Nadie hubiera adivinado quién se
escondía debajo de ese uniforme decimonónico. De tela gruesa en colores gris y
blanco, vestía una blusa aún con detalles de encaje en el cuello y las mangas,
zapato de piso en color gris, una pequeña cofia en la misma tonalidad, el
cabello recogido, sin aretes, anillos ni cualquier detalle de orfebrería. Su único
adorno eran sus ojos y un pequeño lunar sobre el labio.
Inés
desempeñaba su labor en silencio, la cabeza baja, en obediencia estricta, nunca
causó problemas, según cuentan. Al llegar al hotel a las seis en punto daba los
buenos días sin mirar a los ojos y comenzaba su recorrido por los pasillos para
dar limpieza a las noches pasajeras de los huéspedes. Sí, a esa hora.
Evitaba
mirarse en los espejos. Parecía que le incomodaba su reflejo. En su delantal
iba guardando los objetos olvidados por los huéspedes y cada tanto tiempo los
dejaba en recepción por si alguien llegaba a reclamarlos. Llegadas las diez de
la mañana entraba a la cocina y tomaba una taza de café, salía al patio de
servicio y fumaba un cigarrillo, miraba al cielo por un instante, suspiraba y
luego volvía a su labor.
Pocas
veces se le vio hablar. Nunca intimó con algún otro trabajador del hotel.
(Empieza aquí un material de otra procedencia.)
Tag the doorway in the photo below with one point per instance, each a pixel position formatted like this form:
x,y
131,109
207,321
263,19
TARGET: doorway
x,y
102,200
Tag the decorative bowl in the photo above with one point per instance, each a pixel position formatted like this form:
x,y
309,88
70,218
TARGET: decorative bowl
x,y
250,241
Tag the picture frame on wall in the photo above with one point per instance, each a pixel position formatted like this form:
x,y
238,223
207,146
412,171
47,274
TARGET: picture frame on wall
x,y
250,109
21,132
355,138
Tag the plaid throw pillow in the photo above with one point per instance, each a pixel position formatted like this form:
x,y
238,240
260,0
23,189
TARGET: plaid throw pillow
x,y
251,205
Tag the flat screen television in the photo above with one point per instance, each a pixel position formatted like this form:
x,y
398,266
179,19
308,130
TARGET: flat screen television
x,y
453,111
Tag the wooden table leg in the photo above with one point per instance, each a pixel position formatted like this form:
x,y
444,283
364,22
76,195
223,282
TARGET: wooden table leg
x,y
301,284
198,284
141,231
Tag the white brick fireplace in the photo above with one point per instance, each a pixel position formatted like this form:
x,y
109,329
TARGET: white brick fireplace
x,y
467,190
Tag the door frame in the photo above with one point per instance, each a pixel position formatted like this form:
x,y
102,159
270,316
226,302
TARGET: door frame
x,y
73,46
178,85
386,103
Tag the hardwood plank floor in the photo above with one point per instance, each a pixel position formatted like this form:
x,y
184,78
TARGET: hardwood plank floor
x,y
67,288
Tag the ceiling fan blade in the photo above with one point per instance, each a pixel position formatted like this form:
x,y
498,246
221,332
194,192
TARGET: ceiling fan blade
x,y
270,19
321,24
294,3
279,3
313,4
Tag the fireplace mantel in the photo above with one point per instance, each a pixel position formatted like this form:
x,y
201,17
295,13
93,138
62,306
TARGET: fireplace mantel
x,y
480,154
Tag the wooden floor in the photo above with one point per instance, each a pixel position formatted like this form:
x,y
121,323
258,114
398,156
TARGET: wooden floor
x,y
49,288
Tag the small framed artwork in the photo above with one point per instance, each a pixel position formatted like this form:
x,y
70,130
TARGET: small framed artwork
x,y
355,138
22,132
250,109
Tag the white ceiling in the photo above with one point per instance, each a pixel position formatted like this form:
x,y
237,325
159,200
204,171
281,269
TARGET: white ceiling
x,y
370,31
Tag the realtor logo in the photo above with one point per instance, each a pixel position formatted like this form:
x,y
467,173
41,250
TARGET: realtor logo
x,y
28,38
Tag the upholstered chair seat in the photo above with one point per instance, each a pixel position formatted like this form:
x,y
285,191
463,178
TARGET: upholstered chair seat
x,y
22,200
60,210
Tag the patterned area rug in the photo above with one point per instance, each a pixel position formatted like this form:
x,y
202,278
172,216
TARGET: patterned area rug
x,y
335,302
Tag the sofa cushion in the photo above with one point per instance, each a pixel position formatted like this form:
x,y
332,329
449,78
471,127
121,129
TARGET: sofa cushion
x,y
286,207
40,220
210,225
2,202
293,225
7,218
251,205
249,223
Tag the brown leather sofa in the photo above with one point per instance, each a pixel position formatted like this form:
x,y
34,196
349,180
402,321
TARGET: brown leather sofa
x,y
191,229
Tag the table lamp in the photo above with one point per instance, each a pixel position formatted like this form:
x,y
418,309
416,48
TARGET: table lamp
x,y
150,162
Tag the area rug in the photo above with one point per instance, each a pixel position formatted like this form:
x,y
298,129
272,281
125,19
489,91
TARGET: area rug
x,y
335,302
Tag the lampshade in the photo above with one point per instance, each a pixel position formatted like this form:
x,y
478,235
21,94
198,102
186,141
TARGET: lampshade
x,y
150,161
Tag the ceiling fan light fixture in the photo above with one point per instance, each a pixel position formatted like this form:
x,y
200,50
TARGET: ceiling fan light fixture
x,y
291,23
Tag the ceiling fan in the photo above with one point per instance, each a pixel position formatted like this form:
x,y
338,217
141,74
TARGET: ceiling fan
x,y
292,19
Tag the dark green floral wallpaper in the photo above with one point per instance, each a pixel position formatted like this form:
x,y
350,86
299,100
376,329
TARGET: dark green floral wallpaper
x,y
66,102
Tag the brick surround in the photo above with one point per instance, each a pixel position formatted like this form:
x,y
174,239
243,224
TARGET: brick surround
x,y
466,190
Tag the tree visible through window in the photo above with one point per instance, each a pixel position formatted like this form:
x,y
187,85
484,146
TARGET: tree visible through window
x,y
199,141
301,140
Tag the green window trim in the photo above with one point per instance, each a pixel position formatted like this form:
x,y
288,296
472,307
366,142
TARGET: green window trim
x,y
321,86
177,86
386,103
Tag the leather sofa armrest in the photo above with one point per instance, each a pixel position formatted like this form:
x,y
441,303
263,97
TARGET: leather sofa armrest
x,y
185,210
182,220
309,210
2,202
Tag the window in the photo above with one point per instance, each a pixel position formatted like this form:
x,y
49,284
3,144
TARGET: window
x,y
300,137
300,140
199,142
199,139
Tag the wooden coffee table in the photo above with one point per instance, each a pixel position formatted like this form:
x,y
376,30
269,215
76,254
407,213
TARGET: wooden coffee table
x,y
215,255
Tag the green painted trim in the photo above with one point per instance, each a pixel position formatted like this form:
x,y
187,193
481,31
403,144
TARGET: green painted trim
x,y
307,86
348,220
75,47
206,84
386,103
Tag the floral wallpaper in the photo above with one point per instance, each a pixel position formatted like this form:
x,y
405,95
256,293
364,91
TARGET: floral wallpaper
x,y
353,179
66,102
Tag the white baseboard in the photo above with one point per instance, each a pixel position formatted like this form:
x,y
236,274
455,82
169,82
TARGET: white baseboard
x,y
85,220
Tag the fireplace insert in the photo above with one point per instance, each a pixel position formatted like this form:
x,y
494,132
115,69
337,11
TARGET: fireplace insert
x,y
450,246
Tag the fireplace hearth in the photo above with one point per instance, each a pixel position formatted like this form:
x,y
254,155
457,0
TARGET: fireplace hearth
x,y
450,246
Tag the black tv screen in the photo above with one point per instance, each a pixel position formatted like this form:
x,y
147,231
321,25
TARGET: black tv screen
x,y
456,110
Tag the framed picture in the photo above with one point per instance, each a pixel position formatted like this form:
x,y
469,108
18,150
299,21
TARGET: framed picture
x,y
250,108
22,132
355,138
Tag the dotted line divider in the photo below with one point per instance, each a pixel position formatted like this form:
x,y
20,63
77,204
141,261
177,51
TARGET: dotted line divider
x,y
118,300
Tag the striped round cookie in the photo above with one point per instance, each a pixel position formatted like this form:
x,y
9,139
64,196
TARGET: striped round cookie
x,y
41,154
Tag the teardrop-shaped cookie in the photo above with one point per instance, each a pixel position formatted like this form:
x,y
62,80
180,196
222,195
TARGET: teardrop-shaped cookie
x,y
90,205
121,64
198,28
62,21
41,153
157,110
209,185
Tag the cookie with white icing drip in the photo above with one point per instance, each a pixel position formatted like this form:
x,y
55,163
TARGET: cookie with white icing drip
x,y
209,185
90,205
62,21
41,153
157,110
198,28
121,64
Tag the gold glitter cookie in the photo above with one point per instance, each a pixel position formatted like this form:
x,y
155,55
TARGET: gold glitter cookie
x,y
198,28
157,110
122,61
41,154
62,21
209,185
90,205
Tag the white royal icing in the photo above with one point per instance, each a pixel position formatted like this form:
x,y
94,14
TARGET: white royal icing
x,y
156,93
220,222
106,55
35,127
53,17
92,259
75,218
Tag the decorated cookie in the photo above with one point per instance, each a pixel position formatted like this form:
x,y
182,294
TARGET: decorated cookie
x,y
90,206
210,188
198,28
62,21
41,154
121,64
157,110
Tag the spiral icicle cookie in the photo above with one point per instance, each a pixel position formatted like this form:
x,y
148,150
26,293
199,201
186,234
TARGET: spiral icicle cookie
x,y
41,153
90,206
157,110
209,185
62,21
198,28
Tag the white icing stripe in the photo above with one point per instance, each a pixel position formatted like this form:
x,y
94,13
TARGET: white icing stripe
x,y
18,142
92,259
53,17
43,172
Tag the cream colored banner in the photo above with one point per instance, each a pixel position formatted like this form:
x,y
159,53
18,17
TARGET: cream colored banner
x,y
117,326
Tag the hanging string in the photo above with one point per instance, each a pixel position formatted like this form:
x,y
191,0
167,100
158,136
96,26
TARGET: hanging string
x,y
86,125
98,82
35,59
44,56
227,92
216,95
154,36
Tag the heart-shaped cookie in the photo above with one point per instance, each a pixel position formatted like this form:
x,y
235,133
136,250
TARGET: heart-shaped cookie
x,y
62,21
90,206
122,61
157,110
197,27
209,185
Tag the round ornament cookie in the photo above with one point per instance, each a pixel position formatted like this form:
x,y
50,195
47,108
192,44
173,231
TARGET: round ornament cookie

Evitaba el contacto con la gente, pero no era misántropa. Eso lo descubrí
tiempo después, cuando le vi montada en lencería, medias de red, tacones de
plataforma, una hermosa boa emplumada y un corsé de nervios, bailando en torno
a un tubo, haciendo acrobacias que serían imposibles para mucha gente.
Su
sonrisa iluminaba el escenario, el brillo de la seda y la delicadeza de los
encajes. Lucía un maquillaje tan impactante que muchas drag queens le buscaban
para completar su artificio. En el “Vitalis” y su vida nocturna parecía otra,
como si se sintiera integrada no en un grupo, sino en una familia.
Fue
confesora de muchos y en su pecho rodaron muchas lágrimas ajenas que ella
guardó con celo, porque era confidente. En dos ocasiones se sentó a mi mesa y
pidió consejo, como suelen hacer otras personas, aunque sus preguntas eran muy
diferentes: “¿alguien llegará a conocer mi nombre?”, “¿algún día me perdonaré
por lo que hice?”.
Sus
manos decían tanto y al mismo tiempo, sus líneas lo ocultaban. Respondí con los
ojos, porque hay cosas que no requieren de palabras. Mis ojos y el silencio
proyectado se hicieron entender a través de la música estridente. Inés lloró
aquella última noche. Nadie más sabrá de su secreto.